Mass Effect 3 Ending: Analyzing The Indoctrination Theory
Why It Could Be an Even Worse Ending
The trouble with the Indoctrination Ending is that it leaves things even more fluid and disturbing than they already were. I’m reminded of an awesome episode of the rebooted TV show The Outer Limits, in which a character is bitten by an alien that injects a hallucinagenic venom into its victims. The character spends the rest of the story switching between being stranded in a crashed spaceship and being back home on Earth, post-rescue. The drug makes it impossible to distinguish the realities, but the twist at the end is that neither was reality — the alien bugs actually had successfully attacked and cacooned up all the survivors. Their hallucinations left them docile and vulnerable — and the ending was even more horrific for it.

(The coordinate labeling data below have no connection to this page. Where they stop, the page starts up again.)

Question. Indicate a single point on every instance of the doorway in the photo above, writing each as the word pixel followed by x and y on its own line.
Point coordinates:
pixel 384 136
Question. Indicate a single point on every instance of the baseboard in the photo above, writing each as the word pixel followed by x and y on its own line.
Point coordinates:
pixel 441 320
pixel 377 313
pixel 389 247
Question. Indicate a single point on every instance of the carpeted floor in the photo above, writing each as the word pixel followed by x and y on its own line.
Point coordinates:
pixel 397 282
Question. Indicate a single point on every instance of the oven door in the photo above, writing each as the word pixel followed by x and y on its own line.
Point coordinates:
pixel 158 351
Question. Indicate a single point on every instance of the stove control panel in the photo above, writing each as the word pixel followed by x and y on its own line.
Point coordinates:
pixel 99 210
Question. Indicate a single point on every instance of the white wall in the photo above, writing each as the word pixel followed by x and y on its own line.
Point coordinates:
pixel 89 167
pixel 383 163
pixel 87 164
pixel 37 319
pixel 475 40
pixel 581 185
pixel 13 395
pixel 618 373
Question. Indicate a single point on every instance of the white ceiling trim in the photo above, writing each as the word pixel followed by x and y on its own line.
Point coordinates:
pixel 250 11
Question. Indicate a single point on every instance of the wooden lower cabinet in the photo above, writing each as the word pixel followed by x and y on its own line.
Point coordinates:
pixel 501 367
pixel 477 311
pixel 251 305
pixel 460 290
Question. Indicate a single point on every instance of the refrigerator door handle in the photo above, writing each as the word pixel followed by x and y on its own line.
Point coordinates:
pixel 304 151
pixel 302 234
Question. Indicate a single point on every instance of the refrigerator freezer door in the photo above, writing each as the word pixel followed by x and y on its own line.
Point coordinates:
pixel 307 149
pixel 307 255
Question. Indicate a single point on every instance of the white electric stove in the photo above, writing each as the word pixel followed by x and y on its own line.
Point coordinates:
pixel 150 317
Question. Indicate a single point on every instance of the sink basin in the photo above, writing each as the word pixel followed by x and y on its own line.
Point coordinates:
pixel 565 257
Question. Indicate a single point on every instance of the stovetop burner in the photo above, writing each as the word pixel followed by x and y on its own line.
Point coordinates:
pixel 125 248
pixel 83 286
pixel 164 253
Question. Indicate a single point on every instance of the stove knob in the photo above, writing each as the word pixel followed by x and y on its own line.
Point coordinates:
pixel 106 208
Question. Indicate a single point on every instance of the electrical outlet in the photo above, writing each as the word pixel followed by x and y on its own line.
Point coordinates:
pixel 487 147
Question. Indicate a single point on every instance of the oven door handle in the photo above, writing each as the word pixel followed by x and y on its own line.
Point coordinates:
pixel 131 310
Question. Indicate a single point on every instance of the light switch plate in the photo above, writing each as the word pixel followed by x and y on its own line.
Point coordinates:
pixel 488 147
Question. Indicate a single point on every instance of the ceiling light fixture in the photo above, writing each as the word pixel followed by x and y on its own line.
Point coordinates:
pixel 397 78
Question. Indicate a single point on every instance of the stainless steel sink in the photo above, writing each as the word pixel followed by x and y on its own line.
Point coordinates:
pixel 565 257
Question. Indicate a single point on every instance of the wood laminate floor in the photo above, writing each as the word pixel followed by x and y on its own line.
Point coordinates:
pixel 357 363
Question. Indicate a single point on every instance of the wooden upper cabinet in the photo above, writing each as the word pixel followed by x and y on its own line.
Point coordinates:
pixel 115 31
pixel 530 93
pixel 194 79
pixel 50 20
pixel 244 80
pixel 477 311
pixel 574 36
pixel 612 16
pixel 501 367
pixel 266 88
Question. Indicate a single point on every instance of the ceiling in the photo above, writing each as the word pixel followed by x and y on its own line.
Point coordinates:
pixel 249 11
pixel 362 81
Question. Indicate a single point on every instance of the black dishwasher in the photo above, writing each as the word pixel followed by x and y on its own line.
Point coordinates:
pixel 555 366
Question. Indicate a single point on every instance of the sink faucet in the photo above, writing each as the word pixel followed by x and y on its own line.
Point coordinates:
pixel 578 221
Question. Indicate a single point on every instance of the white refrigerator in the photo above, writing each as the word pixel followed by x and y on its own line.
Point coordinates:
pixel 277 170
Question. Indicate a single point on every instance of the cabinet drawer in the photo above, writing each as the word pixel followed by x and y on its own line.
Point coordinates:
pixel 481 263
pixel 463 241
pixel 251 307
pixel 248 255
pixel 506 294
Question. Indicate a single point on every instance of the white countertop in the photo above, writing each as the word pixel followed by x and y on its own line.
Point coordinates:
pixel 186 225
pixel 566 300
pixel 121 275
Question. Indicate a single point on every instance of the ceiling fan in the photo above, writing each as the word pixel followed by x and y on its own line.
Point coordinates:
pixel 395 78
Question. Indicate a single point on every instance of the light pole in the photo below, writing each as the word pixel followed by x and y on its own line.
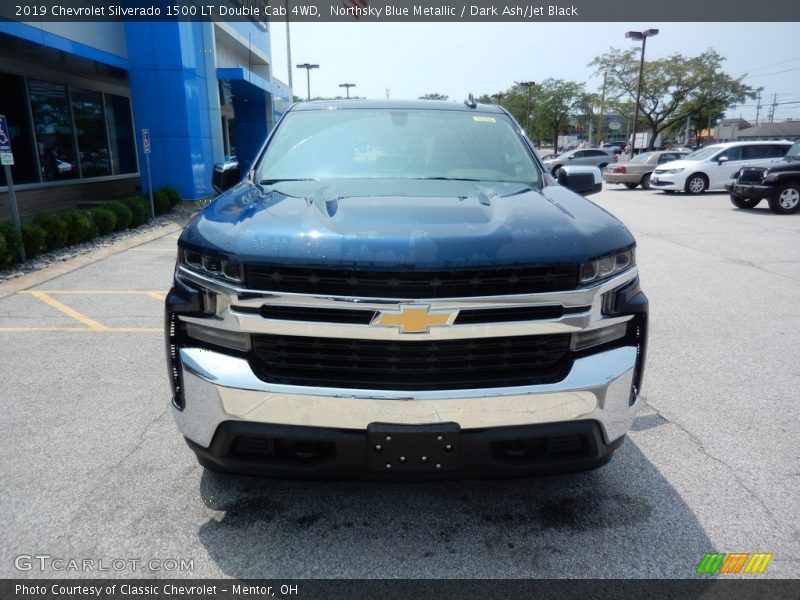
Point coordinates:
pixel 308 68
pixel 639 35
pixel 529 85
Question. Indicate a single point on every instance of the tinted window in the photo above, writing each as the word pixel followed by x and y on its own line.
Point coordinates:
pixel 89 114
pixel 54 133
pixel 396 144
pixel 734 153
pixel 667 158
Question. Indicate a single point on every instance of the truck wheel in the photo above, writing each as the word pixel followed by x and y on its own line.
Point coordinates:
pixel 696 184
pixel 785 199
pixel 744 202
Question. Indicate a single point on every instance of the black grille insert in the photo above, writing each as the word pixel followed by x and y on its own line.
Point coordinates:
pixel 751 175
pixel 413 365
pixel 412 284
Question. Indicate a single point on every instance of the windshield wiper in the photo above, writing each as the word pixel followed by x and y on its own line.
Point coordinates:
pixel 282 180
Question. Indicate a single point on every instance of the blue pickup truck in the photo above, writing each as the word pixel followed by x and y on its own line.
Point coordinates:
pixel 401 289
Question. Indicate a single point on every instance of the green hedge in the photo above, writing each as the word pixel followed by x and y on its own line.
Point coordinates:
pixel 51 231
pixel 55 228
pixel 34 237
pixel 13 242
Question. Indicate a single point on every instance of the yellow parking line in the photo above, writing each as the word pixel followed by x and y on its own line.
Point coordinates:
pixel 80 330
pixel 93 292
pixel 70 312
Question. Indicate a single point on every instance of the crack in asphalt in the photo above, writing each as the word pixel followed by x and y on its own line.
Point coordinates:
pixel 723 258
pixel 776 521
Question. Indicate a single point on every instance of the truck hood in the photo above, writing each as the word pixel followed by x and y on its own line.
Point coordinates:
pixel 405 224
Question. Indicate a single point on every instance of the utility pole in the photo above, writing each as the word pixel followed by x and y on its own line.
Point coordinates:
pixel 601 121
pixel 529 85
pixel 288 49
pixel 308 68
pixel 758 107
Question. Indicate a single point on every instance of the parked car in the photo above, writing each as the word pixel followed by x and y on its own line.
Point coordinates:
pixel 779 183
pixel 401 289
pixel 615 147
pixel 711 167
pixel 638 170
pixel 595 157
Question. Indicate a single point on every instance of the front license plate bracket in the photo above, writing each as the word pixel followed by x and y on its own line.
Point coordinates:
pixel 413 447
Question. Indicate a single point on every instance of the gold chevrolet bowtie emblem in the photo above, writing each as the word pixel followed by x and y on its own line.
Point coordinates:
pixel 416 318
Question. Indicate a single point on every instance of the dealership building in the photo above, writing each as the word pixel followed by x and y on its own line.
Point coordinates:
pixel 77 97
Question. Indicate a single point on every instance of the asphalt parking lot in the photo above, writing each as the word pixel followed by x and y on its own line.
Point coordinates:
pixel 94 468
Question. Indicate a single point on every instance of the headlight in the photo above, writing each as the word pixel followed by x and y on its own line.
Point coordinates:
pixel 607 266
pixel 220 268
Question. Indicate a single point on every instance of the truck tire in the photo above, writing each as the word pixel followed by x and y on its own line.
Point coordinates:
pixel 744 203
pixel 786 198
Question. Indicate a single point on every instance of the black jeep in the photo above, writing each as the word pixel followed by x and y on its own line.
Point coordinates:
pixel 778 183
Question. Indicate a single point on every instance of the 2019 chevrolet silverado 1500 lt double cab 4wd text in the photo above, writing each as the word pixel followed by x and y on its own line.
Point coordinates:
pixel 402 289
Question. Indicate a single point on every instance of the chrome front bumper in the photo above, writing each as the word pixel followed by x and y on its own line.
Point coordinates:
pixel 220 388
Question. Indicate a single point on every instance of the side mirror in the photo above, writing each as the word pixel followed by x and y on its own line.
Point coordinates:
pixel 581 180
pixel 225 176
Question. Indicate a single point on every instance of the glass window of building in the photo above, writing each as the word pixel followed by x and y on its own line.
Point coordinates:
pixel 54 133
pixel 13 106
pixel 120 134
pixel 90 129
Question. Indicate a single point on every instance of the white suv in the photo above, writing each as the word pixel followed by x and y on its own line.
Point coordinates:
pixel 710 168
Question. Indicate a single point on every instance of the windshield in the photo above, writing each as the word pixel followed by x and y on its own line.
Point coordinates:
pixel 396 144
pixel 703 153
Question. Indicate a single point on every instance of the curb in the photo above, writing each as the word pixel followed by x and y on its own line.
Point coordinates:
pixel 29 280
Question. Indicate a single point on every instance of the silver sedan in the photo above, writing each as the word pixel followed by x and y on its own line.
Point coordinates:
pixel 637 171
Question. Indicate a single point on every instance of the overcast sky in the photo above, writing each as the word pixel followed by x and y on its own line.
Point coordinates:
pixel 411 59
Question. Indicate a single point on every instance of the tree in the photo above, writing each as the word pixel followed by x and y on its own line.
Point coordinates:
pixel 557 102
pixel 673 88
pixel 434 96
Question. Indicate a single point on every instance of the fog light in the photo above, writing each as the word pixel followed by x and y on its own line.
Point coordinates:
pixel 234 340
pixel 597 337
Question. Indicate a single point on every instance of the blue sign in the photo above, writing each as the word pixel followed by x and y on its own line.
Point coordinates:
pixel 146 141
pixel 6 158
pixel 5 138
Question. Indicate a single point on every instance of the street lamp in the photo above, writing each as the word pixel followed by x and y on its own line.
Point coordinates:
pixel 308 68
pixel 639 35
pixel 529 85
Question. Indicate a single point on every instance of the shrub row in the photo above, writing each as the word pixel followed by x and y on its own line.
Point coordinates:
pixel 55 230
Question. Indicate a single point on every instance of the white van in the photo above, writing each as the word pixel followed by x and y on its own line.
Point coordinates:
pixel 710 168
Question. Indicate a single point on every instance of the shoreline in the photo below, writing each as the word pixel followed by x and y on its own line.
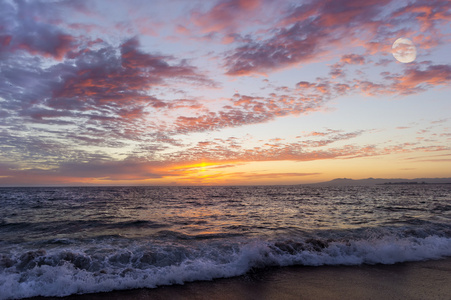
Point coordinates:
pixel 409 280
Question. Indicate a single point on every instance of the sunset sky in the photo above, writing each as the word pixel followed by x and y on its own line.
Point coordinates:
pixel 222 92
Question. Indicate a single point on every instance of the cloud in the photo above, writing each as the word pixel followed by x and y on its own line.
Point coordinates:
pixel 309 31
pixel 225 15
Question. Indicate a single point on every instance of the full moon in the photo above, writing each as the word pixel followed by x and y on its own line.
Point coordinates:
pixel 404 50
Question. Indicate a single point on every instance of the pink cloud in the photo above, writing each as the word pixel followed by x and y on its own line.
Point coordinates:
pixel 225 15
pixel 312 29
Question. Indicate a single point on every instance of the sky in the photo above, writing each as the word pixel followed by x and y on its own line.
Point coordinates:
pixel 225 92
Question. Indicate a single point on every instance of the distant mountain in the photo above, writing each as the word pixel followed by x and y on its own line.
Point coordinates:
pixel 376 181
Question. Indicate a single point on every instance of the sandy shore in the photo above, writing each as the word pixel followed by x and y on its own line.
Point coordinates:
pixel 415 280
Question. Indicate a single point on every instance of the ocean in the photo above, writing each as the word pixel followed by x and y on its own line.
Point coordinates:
pixel 59 241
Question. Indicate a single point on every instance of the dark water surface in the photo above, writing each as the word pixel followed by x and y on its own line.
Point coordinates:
pixel 61 241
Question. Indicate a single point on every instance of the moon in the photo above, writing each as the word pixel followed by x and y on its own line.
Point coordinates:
pixel 404 50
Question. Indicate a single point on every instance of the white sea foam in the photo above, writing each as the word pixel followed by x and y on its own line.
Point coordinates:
pixel 61 272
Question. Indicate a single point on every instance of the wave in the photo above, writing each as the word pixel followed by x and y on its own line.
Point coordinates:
pixel 112 264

That ending bit that explained the plot was crucial to that episode, and Mass Effect 3 as it stands right now lacks an epilogue that would make Indoctrination make any sense whatsoever. If we do assume that Shepard was indoctrinated, the ending of the game is basically meaningless. If that’s the case, then the reality of the game’s ending is that the Reapers probably won, or It Was All a Dream starting with Harbinger’s, which is even less satisfying.
Without more information — perhaps in forthcoming in DLC — the idea that Shepard is indoctrinated makes for an even more bleak, senseless ending than if he wasn’t. At least there’s some closure to the endings as they stand; if we start to re-interpret it as Shepard being manipulated, things make a lot less sense. The Indoctrination Theory absolutely requires more ending than we currently have in order to work.